Mattina del 23 agosto. Mare di Pizzo, Tirreno calabrese. Dicono che sia il giorno più caldo dell’estate. Di sicuro è il giorno in cui il mare puzza più di sempre. Al porticciolo dicono che si è rotta la fogna. Sono due mattine che è così: un’ora di panico e poi la cosa sembra placarsi. Ma intanto la macchia oleosa si espande per tutto lo specchio d’acqua che dall’Angitola arriva a Vibo Marina. “E’ uno schifo” dicono tutti. “ Si sono mangiati tutta una stagione”. Vox populi. Un po’ diversa da quella degli albergatori della Costa del Bergamotto, che dicono che il mare è così pulito che mai come quest’anno le spiagge sono piene di turisti. Vero, falso? E chi lo sa, chi lo può dire.

Sono quelle cose su cui è lecito avere una opinione personale e poterla suffragare con dati obiettivi. Goletta Verde ha pubblicato i suoi dati, terribili per il sistema mare calabrese. L’Arpa della Calabria dice tutt’altro, dando ragione allo sfogo pulitista del presidente Scopelliti che per fare vedere quant’è bello il mare calabrese si è fatto paparazzare a Tropea sul far di ferragosto abbronzantissimo ma non quanto il suo vice di partito Antonio Gentile. Un po’ come Alemanno all’epoca ministro dell’agricoltura che in piena aviaria per far veder che il pollo italiano anche se non ruspante è finanche commestibile ne agguantò un cosciotto e lo sbranò in men che non si dica e per di più a favore di telecamera.

Il mare, gioia e delizia del governante calabrese medio. Fece la fortuna a posteriori di Michele Traversa che da assessore al turismo si dedicò anima e corpo al Mediterraneo da bere e da amare, che ancora i suoi poster tappezzano molti uffici regionali e come le bottiglie dell’acqua purissima che fa benissimo ci vogliono duecento anni per farle scomparire.

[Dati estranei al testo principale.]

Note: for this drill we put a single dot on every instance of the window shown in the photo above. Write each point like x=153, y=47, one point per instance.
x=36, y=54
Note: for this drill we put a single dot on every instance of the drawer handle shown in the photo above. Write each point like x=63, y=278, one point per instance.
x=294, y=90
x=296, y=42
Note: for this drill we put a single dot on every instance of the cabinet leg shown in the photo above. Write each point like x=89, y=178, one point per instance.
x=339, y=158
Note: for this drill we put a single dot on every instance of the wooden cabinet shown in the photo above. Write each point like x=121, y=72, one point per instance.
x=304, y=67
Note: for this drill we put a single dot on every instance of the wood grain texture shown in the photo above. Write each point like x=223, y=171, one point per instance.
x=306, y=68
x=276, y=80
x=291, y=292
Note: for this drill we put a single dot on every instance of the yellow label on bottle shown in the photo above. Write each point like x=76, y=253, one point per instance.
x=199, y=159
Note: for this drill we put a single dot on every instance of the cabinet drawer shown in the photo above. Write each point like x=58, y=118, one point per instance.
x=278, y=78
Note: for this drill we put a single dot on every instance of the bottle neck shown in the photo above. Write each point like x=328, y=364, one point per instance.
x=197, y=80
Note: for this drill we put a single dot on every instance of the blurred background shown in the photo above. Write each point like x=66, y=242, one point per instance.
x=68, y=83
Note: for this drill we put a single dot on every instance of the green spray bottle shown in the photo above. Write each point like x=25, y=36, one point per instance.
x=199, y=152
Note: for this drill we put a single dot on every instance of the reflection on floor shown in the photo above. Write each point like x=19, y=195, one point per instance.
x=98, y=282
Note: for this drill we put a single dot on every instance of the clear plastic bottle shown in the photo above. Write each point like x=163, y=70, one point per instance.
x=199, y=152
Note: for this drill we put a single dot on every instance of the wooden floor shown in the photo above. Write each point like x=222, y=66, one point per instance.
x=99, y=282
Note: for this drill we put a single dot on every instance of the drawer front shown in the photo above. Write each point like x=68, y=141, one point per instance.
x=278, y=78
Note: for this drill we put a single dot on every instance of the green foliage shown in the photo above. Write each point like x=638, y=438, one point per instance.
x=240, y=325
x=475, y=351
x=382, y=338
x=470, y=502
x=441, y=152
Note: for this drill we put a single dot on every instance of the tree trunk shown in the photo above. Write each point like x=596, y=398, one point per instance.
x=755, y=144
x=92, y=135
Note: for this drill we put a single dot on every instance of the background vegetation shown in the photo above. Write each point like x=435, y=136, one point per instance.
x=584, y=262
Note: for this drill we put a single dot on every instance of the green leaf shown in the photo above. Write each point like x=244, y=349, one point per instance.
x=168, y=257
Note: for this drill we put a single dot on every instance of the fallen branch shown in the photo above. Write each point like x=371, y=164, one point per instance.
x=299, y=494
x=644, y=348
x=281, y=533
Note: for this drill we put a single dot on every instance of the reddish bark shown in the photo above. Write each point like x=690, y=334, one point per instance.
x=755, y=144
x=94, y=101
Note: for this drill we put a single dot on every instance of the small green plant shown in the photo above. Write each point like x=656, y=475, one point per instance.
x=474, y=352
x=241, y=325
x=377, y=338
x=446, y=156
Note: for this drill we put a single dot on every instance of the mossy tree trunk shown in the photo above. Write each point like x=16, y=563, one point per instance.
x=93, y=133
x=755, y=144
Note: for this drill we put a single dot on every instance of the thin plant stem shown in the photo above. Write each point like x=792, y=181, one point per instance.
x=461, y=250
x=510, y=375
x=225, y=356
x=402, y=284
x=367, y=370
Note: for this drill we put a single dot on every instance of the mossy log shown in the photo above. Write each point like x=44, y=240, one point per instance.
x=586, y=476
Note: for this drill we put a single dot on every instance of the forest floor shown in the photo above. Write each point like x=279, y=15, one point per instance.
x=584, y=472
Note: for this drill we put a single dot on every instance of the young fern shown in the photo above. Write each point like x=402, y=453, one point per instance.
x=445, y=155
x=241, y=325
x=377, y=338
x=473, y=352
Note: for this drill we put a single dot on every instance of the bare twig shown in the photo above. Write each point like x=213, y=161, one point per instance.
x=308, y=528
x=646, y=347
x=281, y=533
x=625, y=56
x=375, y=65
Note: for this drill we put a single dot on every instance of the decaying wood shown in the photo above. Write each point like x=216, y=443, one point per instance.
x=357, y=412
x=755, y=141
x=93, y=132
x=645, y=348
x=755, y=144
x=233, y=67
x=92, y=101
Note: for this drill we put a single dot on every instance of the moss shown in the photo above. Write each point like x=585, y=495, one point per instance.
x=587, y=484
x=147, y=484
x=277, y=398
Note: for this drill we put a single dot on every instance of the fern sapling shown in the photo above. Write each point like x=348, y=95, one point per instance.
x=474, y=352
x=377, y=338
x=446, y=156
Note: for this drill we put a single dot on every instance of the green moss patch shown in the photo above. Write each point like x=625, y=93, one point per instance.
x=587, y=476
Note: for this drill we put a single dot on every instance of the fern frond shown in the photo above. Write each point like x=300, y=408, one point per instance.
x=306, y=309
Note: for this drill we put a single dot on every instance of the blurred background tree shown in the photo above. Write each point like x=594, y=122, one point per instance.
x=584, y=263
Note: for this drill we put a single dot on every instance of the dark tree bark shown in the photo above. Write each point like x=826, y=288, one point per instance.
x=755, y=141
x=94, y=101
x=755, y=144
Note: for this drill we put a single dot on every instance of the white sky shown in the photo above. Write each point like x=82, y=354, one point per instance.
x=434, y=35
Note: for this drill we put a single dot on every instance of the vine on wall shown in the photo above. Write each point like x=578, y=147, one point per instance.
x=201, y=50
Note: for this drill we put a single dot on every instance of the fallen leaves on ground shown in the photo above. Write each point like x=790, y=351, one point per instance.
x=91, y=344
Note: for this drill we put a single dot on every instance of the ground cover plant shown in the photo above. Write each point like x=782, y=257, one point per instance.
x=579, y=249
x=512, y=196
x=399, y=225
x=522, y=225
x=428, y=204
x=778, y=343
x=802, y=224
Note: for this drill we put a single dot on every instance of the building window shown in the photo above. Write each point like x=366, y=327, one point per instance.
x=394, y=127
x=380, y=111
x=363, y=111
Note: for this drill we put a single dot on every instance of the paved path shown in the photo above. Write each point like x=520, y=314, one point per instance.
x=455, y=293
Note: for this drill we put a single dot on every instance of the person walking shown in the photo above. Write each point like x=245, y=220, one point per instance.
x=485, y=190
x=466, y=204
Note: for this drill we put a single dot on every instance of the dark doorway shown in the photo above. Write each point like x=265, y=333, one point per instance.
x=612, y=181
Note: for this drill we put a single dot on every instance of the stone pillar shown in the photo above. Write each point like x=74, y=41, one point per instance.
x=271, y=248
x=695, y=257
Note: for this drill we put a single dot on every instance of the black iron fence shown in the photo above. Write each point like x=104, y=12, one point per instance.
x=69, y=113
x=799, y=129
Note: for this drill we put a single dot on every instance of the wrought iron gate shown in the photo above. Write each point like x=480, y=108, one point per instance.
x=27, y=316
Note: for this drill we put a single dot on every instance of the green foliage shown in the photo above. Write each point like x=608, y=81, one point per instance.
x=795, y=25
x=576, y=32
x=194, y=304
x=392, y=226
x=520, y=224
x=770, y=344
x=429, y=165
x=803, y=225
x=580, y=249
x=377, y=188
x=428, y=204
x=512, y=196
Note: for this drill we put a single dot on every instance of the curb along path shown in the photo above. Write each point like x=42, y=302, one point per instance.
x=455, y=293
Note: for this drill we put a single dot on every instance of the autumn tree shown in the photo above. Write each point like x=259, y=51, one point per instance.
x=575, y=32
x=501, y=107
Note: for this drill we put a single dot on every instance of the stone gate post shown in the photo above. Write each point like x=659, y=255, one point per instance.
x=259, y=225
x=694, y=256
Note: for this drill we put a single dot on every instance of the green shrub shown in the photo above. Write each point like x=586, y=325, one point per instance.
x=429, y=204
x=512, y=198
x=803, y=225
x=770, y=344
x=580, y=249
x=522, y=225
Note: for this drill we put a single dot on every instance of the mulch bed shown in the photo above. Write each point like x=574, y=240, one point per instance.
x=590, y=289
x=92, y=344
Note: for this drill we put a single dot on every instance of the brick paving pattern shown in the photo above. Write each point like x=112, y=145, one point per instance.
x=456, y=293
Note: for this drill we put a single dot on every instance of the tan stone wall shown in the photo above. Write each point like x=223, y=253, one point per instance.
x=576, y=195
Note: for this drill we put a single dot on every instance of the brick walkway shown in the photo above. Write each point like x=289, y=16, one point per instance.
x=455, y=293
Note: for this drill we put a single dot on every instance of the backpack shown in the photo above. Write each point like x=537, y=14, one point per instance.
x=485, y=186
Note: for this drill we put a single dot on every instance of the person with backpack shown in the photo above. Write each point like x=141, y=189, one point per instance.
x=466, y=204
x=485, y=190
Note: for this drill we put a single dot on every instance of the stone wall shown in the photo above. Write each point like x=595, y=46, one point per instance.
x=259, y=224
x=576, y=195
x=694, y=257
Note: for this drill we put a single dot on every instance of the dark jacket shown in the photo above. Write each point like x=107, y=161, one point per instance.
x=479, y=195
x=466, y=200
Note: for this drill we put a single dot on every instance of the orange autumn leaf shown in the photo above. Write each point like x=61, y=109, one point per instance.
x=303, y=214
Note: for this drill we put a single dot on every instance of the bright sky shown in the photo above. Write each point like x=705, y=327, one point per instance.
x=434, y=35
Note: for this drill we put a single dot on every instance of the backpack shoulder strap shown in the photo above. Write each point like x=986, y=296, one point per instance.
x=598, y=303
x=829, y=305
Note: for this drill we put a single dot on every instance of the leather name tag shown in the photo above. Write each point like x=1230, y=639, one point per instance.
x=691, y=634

Fu la croce di Agazio Loiero che in piena crisi esistenziale non trovò di meglio che scrivere una lettera di scuse per la caporetto del mare calabrese al turista ignoto e la mandò al Corriere della Sera che quelli di via Solferino non aspettavano altro e ancora non ci credono di tanto ben di dio, per di più senza dover pagare la trasferta al Gian Antonio Stella il rubicondo.

Adesso c’è la storia di Legambiente e di Scopelliti. E cosa ci vogliamo fare, sarebbe bello potersi scegliere la Lega che più aggrada.

Quelli di Goletta sembrano farlo apposta. E se fossero capitati qui proprio in una giornata come quelle del 23 agosto a Pizzo? Secondo i “cristallisti”, quelli delle acque cristalline, invece si mettono alla foce dei fiumi e prelevano.

Che poi uno che non conosce i luoghi pensa a chissà quale estuario, tipo il Mississippi oppure il Delta del Po. Qui è solo un Po’. Poco poco. Se sono fiumare neanche c’è acqua. Se c’è appena un rivolo vengono classificati come fiumi, un po’ per la magniloquenza tipica del calabrese burocrate, un po’ perché così ci si può inventare l’autorità di bacino. Regalo l’idea al migliore acquirente. Una poltrona in più, con il vantaggio che con questa ci si può allenare all’hoola hop.

Questo per limitarsi alla superficie. Perché se dopo aver fatto il corso con le bombole ci si immerge di qualche metro non ne parliamo. I bronzi e le teste di leone te li tirano dietro, comprese le patacche e i radiatori che per tirarli su sono dovuti intervenire i carabinieri subacquei da Messina come i Ris e il comandante del nucleo tutela patrimonio artistico Giovinazzo dai cui gesti alla risalita dopo l’immersione tutti avevano capito che si trattava di una grande cosa e invece era solo infoiato nero perché avevano scomodato lui quando sarebbe bastato l’appuntato elettrauto.

La verità è che il mare calabrese è un pozzo senza fondo, soprattutto per chi esagera tutto e sempre. Magari sotto sotto c’è pure il petrolio. Potrebbe essere una spiegazione al mistero delle bollicine che talvolta ci sono, talaltra no.  Dalle pale alle trivelle il passo è breve. Per fortuna che l’Ispra ha certificato che la radioattività del fiume Oliva non c’entra niente con l’insabbiamento della Jolly Rosso. SI può tornare alla doc. Subspecie evo. Extra vergine Oliva.